Nous mettons sous les yeux de nos lecteurs la coupe du tunnel, faite d’après un géologue distingué, M. Giordano, et nous l’accompagnerons des curieux détails géologiques, que vient de publier, à ce sujet, la Bibliothèque universelle de Genève[1].

« Le Saint Gothard présente au centre deux massifs granitiques considérables, dont le plus septentrional occupe la partie supérieure de la vallée de la Reuss, et le plus méridional forme les sommités du Monte-Prosa, de la Fibbia, du Piz Lucendro ; ils restent à l’ouest du trajet du tunnel, et sont compris dans une masse considérable de gneiss ou de micaschiste feldspathique qui forme une grande partie du tunnel et dans laquelle se trouvent des alternances de roches dioritiques et amphiboliques. Une zone de calcaires plus ou moins micacés, associés à des calcaires cristallins, est intercalée au milieu de ces roches, au nord d’Andermatt, d’Hospenthal et de Zumdorf. Elle longe la vallée d’Urseren et passe au col de la Furca, où elle est associée à de la cargneule. Le gneiss recommence au delà de cette zone, mais sur une faible largeur, et il s’appuie contre le granit de Gœschenen, dans lequel est creusée la partie septentrionale du tunnel, et qui appartient au massif de Finsteraarhorn. Au sud, le gneiss passe à des schistes amphiboliques, micacés et grenatifères d’une grande épaisseur, dans lesquels le tunnel se termine du côté d’Airolo. À ces schistes succède une zone calcaire qui occupe le fond de la vallée du Tessin et qui est de même nature que celle d’Urseren. Elle est associée à des dolomies grenues et à de grandes masses de gypse qu’on voit dans le val Canarie et sur plusieurs points du cours du Tessin ; elle s’appuie au sud contre des masses puissantes de schistes calcaires et micacés qui forment l’Alpe Piscium, le Pico di Mezoddi, etc.

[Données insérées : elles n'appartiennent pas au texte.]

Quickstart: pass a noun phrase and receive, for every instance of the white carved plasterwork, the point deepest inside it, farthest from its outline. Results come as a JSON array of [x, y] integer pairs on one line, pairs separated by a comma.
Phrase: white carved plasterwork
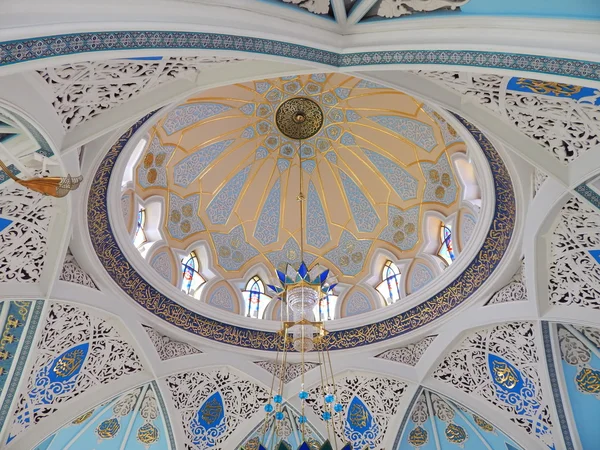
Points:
[[241, 400], [501, 365], [565, 126], [410, 354], [86, 89], [168, 348], [293, 370], [90, 352], [73, 273], [514, 291], [23, 242], [380, 396], [574, 275], [397, 8]]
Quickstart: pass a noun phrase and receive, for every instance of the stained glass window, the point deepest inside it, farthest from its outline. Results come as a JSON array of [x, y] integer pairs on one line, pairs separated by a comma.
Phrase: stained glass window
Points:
[[446, 251], [140, 238], [390, 282], [256, 299], [192, 279]]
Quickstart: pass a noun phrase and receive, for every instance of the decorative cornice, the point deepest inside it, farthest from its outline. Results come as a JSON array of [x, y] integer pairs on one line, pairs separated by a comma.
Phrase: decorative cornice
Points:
[[457, 292], [35, 48]]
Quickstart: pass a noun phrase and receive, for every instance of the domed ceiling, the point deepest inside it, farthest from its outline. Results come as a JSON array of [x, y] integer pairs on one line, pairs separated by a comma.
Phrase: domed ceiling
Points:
[[381, 160]]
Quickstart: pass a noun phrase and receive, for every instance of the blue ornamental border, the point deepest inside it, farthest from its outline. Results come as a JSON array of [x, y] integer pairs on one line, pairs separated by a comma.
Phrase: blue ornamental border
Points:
[[457, 292], [35, 48]]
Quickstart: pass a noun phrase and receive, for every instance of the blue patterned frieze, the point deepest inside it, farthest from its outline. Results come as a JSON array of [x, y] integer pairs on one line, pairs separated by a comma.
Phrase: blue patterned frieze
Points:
[[191, 167], [232, 249], [289, 254], [317, 230], [183, 216], [420, 276], [163, 265], [350, 254], [209, 423], [12, 333], [152, 170], [399, 179], [360, 427], [441, 184], [364, 214], [449, 134], [365, 84], [185, 115], [282, 165], [267, 226], [221, 298], [221, 206], [417, 132], [553, 89], [402, 230], [248, 108], [357, 303]]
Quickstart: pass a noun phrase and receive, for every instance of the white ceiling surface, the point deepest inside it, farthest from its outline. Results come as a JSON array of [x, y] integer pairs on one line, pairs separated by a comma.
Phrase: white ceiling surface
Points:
[[22, 89]]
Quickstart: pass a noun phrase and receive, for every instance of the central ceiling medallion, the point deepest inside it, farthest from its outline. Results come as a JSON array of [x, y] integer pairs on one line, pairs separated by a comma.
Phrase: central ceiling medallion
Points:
[[299, 118]]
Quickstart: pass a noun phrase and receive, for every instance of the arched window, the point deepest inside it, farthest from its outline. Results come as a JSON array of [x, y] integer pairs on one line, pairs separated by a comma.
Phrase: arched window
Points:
[[140, 238], [192, 279], [390, 282], [325, 310], [256, 299], [446, 251]]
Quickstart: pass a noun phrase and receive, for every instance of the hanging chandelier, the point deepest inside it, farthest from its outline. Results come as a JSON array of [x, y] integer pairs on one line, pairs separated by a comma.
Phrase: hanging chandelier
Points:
[[301, 290]]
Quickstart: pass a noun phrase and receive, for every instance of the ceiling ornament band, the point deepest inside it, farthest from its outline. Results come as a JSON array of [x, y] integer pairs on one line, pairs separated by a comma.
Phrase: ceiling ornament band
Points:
[[302, 290]]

« La zone de calcaire d’Airolo se prolonge, à l’ouest, jusqu’au col des Nuffenen et au delà. On y voit la cargneule en contact avec un gneiss bien caractérisé, puis une roche calcaire schisteuse, foncée, d’un aspect singulier ; sa surface présente des bélemnites mal conservées mais dont la forme et la structure interne sont très-reconnaissables, et des corps bizarres dont les uns ont la forme de prismes et les autres celles de lentilles.

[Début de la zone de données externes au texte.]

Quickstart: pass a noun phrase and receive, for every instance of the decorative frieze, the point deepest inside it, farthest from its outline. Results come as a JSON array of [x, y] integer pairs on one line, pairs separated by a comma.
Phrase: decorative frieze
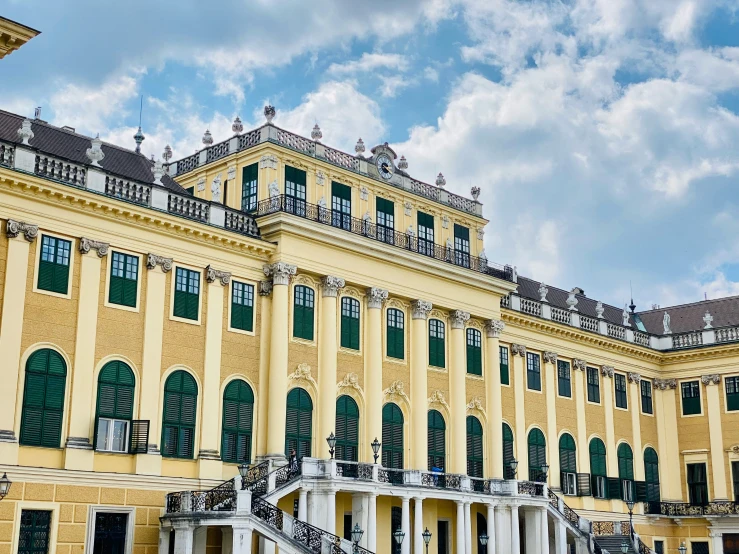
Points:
[[152, 260], [88, 244], [212, 274], [13, 228]]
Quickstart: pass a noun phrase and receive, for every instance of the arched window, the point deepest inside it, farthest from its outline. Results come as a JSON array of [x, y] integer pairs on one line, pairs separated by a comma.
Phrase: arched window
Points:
[[347, 429], [537, 455], [180, 415], [238, 415], [114, 411], [474, 447], [436, 441], [508, 457], [43, 399], [568, 463], [299, 423], [598, 473], [350, 323], [651, 475], [392, 436]]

« Les roches de Nuffenen et celles de la Furca sont probablement de même époque. Par analogie avec d’autres parties des Alpes, on est tenté de les rapporter au terrain liasique ; peut-être les roches à bélemnites des Nuffenen sont-elles intercalées par suite d’un plissement dans les roches triasiques que paraissent présenter les dolomies, les gypses et les calcaires micacés des environs d’Airolo. Le travail de M. Giordano donne sur ce sujet peu d’éclaircissements. Ses hypothèses sur l’âge des gneiss et des micaschistes de ce massif ne seront probablement pas admises sans discussion.

Il considère ces roches comme des roches paléozoïques, métamorphiques, et il serait particulièrement disposé à les regarder comme faisant partie du terrain carbonifère ; le centre du massif appartiendrait aux roches les plus anciennes. Les masses granitiques centrales auraient pénétré ces roches à l’état pâteux, y auraient envoyé des filons et les auraient profondément modifiées. Ce fait se serait passé après l’époque triasique. Le Saint-Gothard présente une structure en éventail très-régulière. M. Giordano regarde cette structure comme le résultat d’une croûte dont la partie supérieure aurait été enlevée par érosion. »

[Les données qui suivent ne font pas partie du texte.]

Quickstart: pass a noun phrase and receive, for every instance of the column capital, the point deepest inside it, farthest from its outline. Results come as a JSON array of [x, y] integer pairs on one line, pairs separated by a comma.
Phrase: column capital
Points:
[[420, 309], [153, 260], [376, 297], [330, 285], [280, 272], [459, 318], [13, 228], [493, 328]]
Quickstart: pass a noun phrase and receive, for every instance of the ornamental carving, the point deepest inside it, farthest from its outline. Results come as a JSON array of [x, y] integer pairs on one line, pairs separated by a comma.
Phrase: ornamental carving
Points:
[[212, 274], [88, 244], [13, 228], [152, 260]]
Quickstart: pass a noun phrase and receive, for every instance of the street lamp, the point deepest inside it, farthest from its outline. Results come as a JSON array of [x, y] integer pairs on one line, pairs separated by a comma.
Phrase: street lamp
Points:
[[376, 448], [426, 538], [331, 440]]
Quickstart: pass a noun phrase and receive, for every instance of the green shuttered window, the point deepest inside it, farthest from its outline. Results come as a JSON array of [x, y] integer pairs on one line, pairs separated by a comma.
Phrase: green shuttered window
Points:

Ces détails géologiques sont complétés par la coupe du Saint-Gothard (voir ci-contre), qui est exactement reproduite à  ; la ligne inférieure représente le niveau de la mer ; les chiffres de la légende explicative donnent l’étendue en mètres des diverses couches à perforer. En les additionnant on obtient la longueur totale du tunnel, qui est exactement de 15 070 mètres.

Une assemblée générale des actionnaires de l’œuvre gigantesque que nous étudions a eu lieu le

  1. Archives des sciences physiques et naturelles, t. XLVI, no 184. — Nous adressons nos remerciements sincères au directeur de cette publication, qui a bien voulu nous autoriser à faire graver notre coupe géologique d’après celle qu’il a publiée en Suisse.